Włókniarz Pabianice – Iskra Dobroń 3:3 (3:0)

Bramki: 1:0 - Patryk Olszewski 2. min, 2:0 - Michał Węglewski 28. min, 3:0 - Adrian Usiak 34. min, 3:1 – Mateusz Antoniak 49. min, 3:2 – Dawid Wojciechowski 74. min (rzut karny), 3:3 – Mateusz Szerffel 87. min

 

Zaczęło się idealnie dla Włókniarza - po niespełna 120 sekundach gry rzut wolny z boku pola karnego wykonywał Olszewski. Jego dośrodkowania nikt nie zdołał przeciąć, ale piłka niespodziewanie wylądowała w siatce obok bezradnego bramkarza. W odpowiedzi po szarży prawą stroną w pole karne wpadł Mateusz Antoniak, ale jego strzał z bliska instynktownie nogami obronił Rzeźniczak. W 9. min prawą stroną szarżował dobrze dysponowany Olszewski - jego dogranie wzdłuż bramki padło łupem bramkarza. Kilka minut później bliski szczęścia po rzucie rożnym był Stępiński, ale jego uderzenie głową o centymetry minęło słupek.

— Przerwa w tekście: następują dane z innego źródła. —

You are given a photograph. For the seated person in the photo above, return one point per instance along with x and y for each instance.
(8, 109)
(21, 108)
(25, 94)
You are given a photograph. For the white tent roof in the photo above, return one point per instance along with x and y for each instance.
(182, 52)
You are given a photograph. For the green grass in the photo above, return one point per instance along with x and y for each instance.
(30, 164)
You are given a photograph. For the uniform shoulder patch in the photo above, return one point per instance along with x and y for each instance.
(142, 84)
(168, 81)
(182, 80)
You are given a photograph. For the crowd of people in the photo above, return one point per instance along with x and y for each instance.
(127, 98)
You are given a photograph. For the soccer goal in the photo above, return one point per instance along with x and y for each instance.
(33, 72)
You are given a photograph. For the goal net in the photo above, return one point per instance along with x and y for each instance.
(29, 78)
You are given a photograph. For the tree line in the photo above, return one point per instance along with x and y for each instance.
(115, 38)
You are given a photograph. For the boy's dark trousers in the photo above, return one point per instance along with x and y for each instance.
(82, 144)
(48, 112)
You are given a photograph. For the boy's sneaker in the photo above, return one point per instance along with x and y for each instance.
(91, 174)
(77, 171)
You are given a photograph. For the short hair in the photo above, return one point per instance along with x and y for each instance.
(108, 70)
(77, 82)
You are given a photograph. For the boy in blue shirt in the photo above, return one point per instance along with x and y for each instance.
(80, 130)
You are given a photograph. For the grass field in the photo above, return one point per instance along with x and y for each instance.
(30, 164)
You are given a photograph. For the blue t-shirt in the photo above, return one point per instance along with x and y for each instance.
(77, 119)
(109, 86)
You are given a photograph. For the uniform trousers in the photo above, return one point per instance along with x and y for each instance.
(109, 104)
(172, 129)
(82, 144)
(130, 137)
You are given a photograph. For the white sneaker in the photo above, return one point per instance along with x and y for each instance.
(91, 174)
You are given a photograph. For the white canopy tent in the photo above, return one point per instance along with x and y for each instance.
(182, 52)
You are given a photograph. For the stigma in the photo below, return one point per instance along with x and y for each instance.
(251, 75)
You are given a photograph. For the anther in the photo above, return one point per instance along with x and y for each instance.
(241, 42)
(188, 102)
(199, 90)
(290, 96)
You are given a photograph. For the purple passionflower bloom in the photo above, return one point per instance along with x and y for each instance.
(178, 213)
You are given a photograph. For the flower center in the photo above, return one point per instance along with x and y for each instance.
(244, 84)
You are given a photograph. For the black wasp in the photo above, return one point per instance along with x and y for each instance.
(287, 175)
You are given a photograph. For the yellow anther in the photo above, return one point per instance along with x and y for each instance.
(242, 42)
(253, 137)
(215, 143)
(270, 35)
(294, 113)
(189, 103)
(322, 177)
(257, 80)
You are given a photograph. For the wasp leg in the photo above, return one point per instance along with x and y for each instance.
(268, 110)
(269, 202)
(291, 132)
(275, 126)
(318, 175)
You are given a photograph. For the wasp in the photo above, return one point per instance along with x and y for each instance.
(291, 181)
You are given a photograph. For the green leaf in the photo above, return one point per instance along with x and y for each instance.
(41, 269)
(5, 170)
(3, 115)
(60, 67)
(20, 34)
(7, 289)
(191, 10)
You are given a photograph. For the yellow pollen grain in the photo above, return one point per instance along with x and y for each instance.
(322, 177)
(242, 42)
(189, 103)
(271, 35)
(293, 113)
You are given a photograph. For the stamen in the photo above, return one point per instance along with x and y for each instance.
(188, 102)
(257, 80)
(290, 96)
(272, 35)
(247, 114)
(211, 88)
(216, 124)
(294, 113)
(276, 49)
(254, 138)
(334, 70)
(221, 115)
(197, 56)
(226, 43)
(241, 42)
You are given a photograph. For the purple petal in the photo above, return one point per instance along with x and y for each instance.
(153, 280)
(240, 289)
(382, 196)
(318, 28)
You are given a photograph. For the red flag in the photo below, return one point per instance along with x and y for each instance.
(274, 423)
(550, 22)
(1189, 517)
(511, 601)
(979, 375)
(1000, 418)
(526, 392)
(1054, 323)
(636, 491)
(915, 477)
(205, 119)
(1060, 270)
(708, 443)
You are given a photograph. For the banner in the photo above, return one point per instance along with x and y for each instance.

W 23. min aktywny Olszewski uderzał z dystansu lewą nogą, tuż obok słupka. Chwilę później znów przedzierał się „Ucho”, ale jego uderzenie z bliska na rzut rożny sparował bramkarz. Po krótko rozegranym rzucie rożnym dośrodkowanie Kosmali na bramkę głową zamienił Węglewski. Nieco ponad dziesięć minut przed przerwą „zieloni” prowadzili 3:0. Dobrym krosowym podaniem za linię obrony popisał się Olszewski, Usiak przyjął piłkę na klatkę i spokojnie pokonał bramkarza. Jeszcze przed przerwą bliski powodzenia po strzale z rzutu wolnego był Kosmala.

Dość niespodziewanie cztery minuty po wznowieniu gry nieatakowany Mateusz Antoniak zdobył bramkę na 3:1 po strzale z dystansu. Przez kolejne minuty Włókniarz starał się grać na utrzymanie wyniku, a Iskra nie bardzo miała pomysł, jak obronę „zielonych” ugryźć po raz drugi.

W 67. min Madaj wyłuskał piłkę i uruchomił podaniem Węglewskiego, który jednak dwukrotnie przegrał pojedynek z bramkarzem Iskry. W 74. min Marcin Kluch wpadł w pole karne Włókniarza i zdaniem sędziego był faulowany. Jedenastkę na bramkę zamienił wychowanek Włókniarza Dawid Wojciechowski zrobiło się 3:2.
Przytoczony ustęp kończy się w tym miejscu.